In this it notably builds on Rorty's period of "normal science", the essays in philosophy of mind he wrote during the '60s (which helped establish the position of "eliminative materialism"). Here Rorty reassesses this work in light of what has since come to seem like an inescapable revolution in analytic philosophy, the metaphysical conclusions derived from modal logic by Kripke and others. Rorty's treatment of Kripkeanism is one of the most exciting parts of the book, but there is some competition from his charitable and capable assessment of Fodor's philosophy of psychology and its consequences for our philosophical practice generally. Rorty is also a talented expositor of Donald Davidson, who figures as an ally in this book for pursuing a "pure" research program with fewer "metaphysical" consequences than the work of Putnam: Davidsonianism, like much else, receives a relatively effortless yet suitably careful treatment, making this a suitable work for someone who wants to learn more about the general layout of analytic philosophy.
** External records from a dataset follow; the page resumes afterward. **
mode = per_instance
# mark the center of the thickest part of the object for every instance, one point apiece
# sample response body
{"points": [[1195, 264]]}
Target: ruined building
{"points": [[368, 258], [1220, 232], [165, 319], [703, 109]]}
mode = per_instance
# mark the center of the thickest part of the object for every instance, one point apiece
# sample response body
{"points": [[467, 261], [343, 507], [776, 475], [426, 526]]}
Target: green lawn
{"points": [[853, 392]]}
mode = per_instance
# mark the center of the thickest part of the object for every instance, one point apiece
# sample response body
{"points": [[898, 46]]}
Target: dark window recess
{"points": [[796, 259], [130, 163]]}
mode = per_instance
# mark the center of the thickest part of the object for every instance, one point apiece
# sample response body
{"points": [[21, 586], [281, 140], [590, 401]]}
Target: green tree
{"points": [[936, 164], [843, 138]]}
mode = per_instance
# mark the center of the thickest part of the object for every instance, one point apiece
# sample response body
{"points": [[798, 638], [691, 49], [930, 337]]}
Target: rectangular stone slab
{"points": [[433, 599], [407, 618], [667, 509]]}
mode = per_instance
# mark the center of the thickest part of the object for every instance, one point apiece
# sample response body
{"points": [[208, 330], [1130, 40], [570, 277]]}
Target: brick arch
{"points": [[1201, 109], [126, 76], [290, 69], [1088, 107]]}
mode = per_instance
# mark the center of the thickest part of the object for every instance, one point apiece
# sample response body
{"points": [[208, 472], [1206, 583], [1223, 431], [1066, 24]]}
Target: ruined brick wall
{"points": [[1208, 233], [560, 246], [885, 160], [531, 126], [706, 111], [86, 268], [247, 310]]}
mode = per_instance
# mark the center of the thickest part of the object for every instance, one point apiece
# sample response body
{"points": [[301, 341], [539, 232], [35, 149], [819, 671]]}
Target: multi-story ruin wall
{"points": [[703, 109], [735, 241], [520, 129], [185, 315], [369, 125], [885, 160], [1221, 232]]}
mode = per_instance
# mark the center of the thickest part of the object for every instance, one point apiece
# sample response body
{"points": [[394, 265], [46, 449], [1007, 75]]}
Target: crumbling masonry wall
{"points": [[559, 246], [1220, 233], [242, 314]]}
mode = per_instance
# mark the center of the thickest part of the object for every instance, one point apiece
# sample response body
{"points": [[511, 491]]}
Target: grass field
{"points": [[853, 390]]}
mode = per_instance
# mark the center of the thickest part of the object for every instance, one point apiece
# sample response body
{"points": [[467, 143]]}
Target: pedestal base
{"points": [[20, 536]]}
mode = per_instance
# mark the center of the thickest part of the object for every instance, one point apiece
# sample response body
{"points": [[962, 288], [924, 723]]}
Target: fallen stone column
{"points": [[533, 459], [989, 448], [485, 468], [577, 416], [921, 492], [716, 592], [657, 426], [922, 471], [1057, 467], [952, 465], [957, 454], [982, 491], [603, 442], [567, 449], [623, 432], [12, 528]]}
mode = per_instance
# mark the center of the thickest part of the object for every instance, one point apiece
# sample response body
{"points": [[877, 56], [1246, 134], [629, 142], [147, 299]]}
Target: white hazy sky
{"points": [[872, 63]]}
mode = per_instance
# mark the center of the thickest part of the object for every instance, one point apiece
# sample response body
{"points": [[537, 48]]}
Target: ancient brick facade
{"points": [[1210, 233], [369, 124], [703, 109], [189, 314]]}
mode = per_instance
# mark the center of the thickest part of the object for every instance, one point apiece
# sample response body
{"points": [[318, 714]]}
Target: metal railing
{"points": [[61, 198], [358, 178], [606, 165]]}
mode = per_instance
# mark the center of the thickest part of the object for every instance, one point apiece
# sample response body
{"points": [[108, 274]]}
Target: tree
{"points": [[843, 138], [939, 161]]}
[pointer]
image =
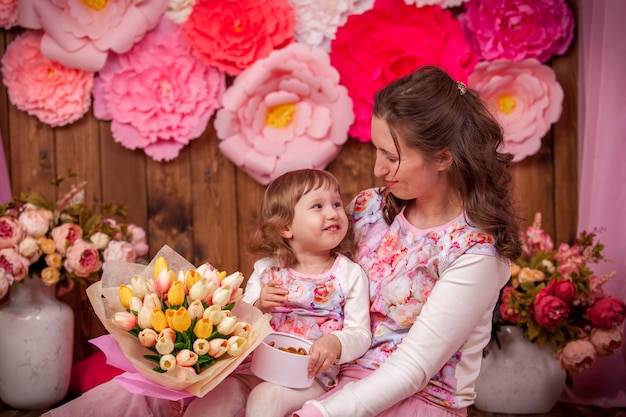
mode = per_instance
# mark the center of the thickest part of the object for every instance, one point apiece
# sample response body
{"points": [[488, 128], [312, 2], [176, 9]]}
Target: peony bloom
{"points": [[8, 14], [55, 94], [179, 10], [607, 341], [82, 259], [232, 34], [158, 96], [445, 4], [317, 21], [607, 312], [287, 111], [577, 355], [385, 43], [80, 34], [518, 29], [525, 98], [548, 310]]}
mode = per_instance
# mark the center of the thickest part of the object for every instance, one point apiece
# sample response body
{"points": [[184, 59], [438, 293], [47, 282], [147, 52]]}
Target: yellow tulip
{"points": [[125, 294], [176, 293], [158, 320], [181, 320], [159, 264], [203, 328]]}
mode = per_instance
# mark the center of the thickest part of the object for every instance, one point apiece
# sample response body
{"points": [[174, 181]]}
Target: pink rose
{"points": [[55, 94], [8, 14], [577, 355], [14, 264], [233, 34], [548, 310], [158, 96], [525, 97], [518, 29], [607, 312], [607, 341], [285, 112], [11, 232], [82, 259], [80, 34], [65, 235], [389, 41], [36, 221], [118, 250]]}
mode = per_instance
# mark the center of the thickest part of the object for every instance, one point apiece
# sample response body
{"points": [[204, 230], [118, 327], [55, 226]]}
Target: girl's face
{"points": [[319, 223], [408, 174]]}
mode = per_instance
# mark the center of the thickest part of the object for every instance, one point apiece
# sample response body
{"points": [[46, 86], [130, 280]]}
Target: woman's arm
{"points": [[464, 293], [355, 337]]}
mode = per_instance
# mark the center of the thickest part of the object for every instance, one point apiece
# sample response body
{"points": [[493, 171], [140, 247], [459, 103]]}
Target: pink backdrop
{"points": [[602, 171]]}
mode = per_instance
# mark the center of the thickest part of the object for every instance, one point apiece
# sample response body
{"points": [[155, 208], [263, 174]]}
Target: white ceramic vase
{"points": [[520, 377], [36, 346]]}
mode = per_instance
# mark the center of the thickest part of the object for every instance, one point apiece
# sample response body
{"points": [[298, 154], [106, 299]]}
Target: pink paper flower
{"points": [[390, 41], [285, 112], [525, 97], [8, 13], [80, 34], [158, 95], [445, 4], [233, 34], [53, 93], [518, 29], [317, 21]]}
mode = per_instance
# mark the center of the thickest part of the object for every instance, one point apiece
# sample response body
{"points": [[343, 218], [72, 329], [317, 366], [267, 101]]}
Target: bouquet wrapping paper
{"points": [[178, 383]]}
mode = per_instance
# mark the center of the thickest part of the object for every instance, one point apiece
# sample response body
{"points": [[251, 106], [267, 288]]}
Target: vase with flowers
{"points": [[46, 247], [555, 305]]}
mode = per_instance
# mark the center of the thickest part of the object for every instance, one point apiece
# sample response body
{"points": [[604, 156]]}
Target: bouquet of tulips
{"points": [[181, 328]]}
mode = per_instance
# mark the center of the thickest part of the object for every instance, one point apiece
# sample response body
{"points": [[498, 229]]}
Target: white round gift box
{"points": [[279, 367]]}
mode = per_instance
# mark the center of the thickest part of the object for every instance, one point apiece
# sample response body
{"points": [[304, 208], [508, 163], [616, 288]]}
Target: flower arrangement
{"points": [[184, 319], [63, 242], [555, 298]]}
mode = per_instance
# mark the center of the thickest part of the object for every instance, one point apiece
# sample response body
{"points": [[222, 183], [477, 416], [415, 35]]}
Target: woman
{"points": [[435, 243]]}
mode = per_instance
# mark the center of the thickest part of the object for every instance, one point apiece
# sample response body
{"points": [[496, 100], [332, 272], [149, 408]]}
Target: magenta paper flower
{"points": [[53, 93], [445, 4], [233, 34], [525, 97], [8, 13], [390, 41], [518, 29], [80, 33], [158, 95], [285, 112], [317, 21]]}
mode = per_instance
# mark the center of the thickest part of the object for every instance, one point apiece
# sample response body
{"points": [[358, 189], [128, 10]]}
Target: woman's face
{"points": [[408, 174]]}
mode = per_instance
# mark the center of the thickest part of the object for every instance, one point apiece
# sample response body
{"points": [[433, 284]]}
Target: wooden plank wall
{"points": [[204, 207]]}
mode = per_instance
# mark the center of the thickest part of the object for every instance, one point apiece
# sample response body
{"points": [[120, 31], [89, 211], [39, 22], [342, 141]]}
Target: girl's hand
{"points": [[272, 295], [324, 352]]}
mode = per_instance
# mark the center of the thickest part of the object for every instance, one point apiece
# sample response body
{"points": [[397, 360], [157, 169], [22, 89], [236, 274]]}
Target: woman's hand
{"points": [[324, 352], [272, 295]]}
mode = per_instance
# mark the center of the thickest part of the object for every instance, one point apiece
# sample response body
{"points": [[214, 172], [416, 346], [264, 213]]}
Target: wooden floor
{"points": [[560, 410]]}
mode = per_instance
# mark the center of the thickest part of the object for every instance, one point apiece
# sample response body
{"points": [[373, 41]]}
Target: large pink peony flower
{"points": [[317, 21], [55, 94], [80, 33], [390, 41], [285, 112], [233, 34], [525, 97], [158, 95], [518, 29], [8, 13]]}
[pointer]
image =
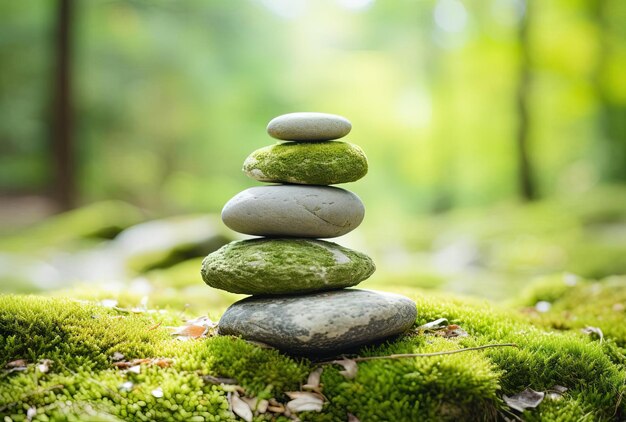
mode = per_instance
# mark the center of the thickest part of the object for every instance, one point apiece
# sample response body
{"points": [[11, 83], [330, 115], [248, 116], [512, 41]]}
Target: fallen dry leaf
{"points": [[527, 399], [589, 330], [304, 401], [259, 344], [451, 331], [350, 368], [276, 409], [240, 407], [17, 365], [135, 369], [134, 365], [559, 389], [233, 388], [434, 325], [196, 328], [210, 379], [313, 381]]}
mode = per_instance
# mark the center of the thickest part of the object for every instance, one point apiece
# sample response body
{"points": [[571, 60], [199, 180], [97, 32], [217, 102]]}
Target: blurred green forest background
{"points": [[495, 129]]}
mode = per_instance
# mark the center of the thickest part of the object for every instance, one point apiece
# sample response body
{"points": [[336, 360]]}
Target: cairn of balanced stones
{"points": [[300, 302]]}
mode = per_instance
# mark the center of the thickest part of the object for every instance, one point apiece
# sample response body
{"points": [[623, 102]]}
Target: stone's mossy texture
{"points": [[308, 127], [282, 266], [291, 210], [324, 322], [318, 163]]}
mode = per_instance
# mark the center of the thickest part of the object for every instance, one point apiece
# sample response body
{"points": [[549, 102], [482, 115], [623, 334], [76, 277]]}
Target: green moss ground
{"points": [[81, 337]]}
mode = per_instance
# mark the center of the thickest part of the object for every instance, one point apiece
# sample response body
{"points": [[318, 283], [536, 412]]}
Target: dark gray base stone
{"points": [[320, 323]]}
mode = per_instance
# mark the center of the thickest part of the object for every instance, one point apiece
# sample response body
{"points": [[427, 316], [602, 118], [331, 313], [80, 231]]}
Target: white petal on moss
{"points": [[305, 402], [350, 368], [240, 408]]}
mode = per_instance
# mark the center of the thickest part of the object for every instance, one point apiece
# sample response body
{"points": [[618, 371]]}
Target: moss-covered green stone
{"points": [[284, 266], [311, 163]]}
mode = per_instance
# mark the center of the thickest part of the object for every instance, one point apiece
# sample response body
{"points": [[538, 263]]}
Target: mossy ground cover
{"points": [[80, 340]]}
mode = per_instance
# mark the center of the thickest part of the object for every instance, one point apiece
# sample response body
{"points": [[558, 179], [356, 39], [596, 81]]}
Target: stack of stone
{"points": [[300, 303]]}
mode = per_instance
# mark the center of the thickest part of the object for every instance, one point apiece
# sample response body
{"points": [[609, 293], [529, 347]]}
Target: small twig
{"points": [[423, 355]]}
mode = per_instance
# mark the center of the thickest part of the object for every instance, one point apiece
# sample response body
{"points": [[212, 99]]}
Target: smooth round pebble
{"points": [[284, 266], [292, 210], [308, 127], [319, 163], [320, 323]]}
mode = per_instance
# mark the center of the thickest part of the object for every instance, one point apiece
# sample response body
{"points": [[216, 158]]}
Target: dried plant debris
{"points": [[17, 365], [305, 401], [239, 407], [313, 381], [210, 379], [200, 327], [350, 367], [20, 365], [135, 364], [452, 331], [433, 325], [593, 331], [527, 399]]}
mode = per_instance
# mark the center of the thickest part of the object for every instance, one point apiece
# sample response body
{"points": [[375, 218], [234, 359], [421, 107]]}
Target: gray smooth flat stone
{"points": [[308, 126], [321, 323], [290, 210], [284, 266]]}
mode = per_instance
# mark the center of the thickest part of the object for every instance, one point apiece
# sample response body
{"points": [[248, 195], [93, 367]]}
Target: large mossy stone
{"points": [[294, 210], [284, 266], [314, 163], [320, 323]]}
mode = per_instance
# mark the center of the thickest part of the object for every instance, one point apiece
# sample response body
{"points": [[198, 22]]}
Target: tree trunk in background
{"points": [[612, 115], [63, 183], [525, 175]]}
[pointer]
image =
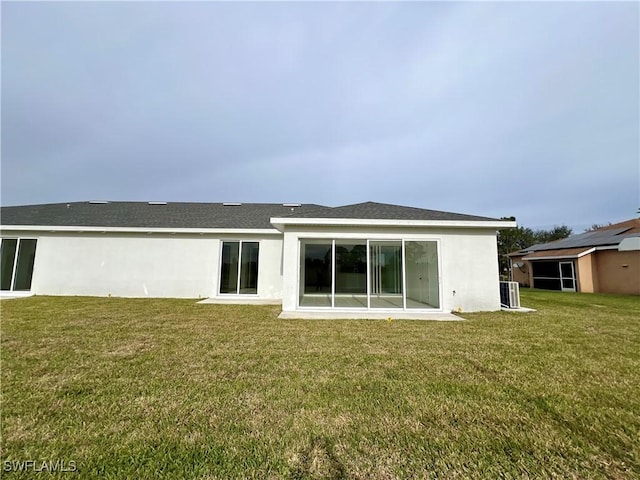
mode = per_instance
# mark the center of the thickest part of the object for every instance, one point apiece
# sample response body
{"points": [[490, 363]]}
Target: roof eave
{"points": [[148, 230], [281, 223]]}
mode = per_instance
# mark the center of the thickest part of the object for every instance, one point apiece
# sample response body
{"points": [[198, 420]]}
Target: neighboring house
{"points": [[367, 257], [605, 260]]}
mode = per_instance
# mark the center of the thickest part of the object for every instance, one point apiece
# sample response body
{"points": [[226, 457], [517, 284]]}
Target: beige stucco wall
{"points": [[618, 272], [586, 274]]}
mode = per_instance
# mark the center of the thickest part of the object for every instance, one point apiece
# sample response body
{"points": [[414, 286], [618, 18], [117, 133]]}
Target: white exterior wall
{"points": [[143, 265], [468, 262]]}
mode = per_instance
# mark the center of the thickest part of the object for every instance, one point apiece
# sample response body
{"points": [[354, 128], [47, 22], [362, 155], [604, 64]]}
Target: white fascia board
{"points": [[81, 229], [279, 223]]}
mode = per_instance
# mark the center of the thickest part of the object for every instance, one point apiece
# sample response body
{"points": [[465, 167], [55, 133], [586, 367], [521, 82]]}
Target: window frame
{"points": [[237, 292]]}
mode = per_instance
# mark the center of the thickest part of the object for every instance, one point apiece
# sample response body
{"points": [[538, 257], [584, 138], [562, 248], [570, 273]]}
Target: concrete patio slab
{"points": [[441, 316]]}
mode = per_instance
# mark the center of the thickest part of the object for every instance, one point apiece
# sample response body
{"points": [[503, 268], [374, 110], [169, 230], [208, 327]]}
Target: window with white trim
{"points": [[17, 256], [239, 268]]}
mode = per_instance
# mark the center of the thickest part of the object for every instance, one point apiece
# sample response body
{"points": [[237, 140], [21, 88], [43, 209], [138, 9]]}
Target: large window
{"points": [[369, 274], [239, 268], [17, 258], [553, 275]]}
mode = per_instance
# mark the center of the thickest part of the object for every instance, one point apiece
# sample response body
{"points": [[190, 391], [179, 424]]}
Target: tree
{"points": [[514, 239]]}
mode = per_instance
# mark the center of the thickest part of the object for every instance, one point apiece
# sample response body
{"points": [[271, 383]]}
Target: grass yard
{"points": [[143, 388]]}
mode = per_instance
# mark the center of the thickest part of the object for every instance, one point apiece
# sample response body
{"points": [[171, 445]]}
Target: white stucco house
{"points": [[367, 257]]}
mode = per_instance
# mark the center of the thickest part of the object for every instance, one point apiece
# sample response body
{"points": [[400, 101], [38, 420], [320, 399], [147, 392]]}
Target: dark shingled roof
{"points": [[384, 211], [144, 215], [205, 215]]}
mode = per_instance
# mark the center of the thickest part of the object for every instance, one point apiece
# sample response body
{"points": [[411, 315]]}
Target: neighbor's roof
{"points": [[384, 211], [610, 235], [560, 253], [150, 214]]}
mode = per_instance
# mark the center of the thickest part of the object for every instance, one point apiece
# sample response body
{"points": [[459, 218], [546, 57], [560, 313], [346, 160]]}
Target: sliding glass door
{"points": [[351, 274], [369, 274], [17, 260], [316, 273], [385, 274]]}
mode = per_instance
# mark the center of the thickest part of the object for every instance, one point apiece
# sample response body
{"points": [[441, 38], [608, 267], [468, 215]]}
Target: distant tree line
{"points": [[514, 239]]}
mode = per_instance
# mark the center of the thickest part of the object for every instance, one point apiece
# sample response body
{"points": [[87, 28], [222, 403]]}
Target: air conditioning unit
{"points": [[510, 294]]}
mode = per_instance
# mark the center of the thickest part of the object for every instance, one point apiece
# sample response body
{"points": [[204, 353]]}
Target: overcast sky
{"points": [[496, 109]]}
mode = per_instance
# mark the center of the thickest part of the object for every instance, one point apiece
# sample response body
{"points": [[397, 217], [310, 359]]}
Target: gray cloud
{"points": [[525, 109]]}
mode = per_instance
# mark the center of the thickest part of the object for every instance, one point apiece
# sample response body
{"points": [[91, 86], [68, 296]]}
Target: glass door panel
{"points": [[315, 274], [229, 267], [249, 268], [385, 274], [8, 255], [351, 274], [24, 267]]}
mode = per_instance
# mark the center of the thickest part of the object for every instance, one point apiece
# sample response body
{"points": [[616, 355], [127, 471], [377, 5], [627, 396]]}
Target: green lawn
{"points": [[138, 388]]}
Someone familiar with the book, or with thumbnail sketches of Rorty, might object to this assessment: surely the point of the book is its sweeping pragmatist metaphilosophy, vindicating "antifoundationalist" positions on everything from phenomenal consciousness to human rights. Well, as mentioned in the book much of this ground was already covered by others (Dewey's *The Quest For Certainty* is an especially notable precursor), and in my opinion the concluding argument that philosophy ought to move from technical work to an Oakeshottean "conversation" about what is important to us as a culture is somewhat of a comedown after the able and exciting argumentation of the rest of the book. This section presages much of the way Rorty would continue on, but there is really no reason at all to throw bad money after good; a suitable understanding of this fine book should relieve you of the need to "advance" to Rorty's tiresome cultural politics.